Once I felt the roof adhesives had cured, I used my X-Acto blade (or razor would work as well) to trim off both the front and rear sticker overhangs so that they were flush with the wooden roof panels. If you didn’t do this, it could interfere with the placement and mounting of the angled roof trim.
Speaking of trim, all the building trim was first painted with acrylic Stonehedge green on their wooden sprues then had a 5% AI wash applied to them before being individually removed. Using an emery board, I lightly sanded the edges to remove any wooden burrs left over from the laser cut sprues. The trim was applied using tweezers and white glue. The angled roof pieces both mounted and married nicely, as well as the bottom edge trim. However, in my opinion, the corner trim leaves a larger gap than I would have liked to have seen.

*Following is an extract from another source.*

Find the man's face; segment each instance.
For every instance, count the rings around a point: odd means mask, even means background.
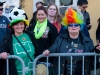
[[[83,5],[79,6],[79,8],[81,9],[82,12],[85,12],[87,7],[88,7],[88,4],[83,4]]]
[[[3,6],[0,6],[0,16],[2,16],[3,13]]]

Moving onto the porch, you can see I have mounted the first piece of hand railing to the left using white glue, but before I did this, I added a small paper sign between the door and left window as it would be easier to add this now than it would be later.
The last piece of detail added in this picture is the staircase to the right of the porch deck. Even with the supplied jig, this was still tricky to assemble using beads of white glue on an end of a toothpick, then mounting the completed staircase to the porch using yellow carpenters glue. I’m going to go back eventually and figure out some sort of bracing to strengthen this underneath as it is very delicate. I’ll talk about the stairs in more detail next time.
So what’s up next? Well, front railing, signage, weathering, and additional detailing.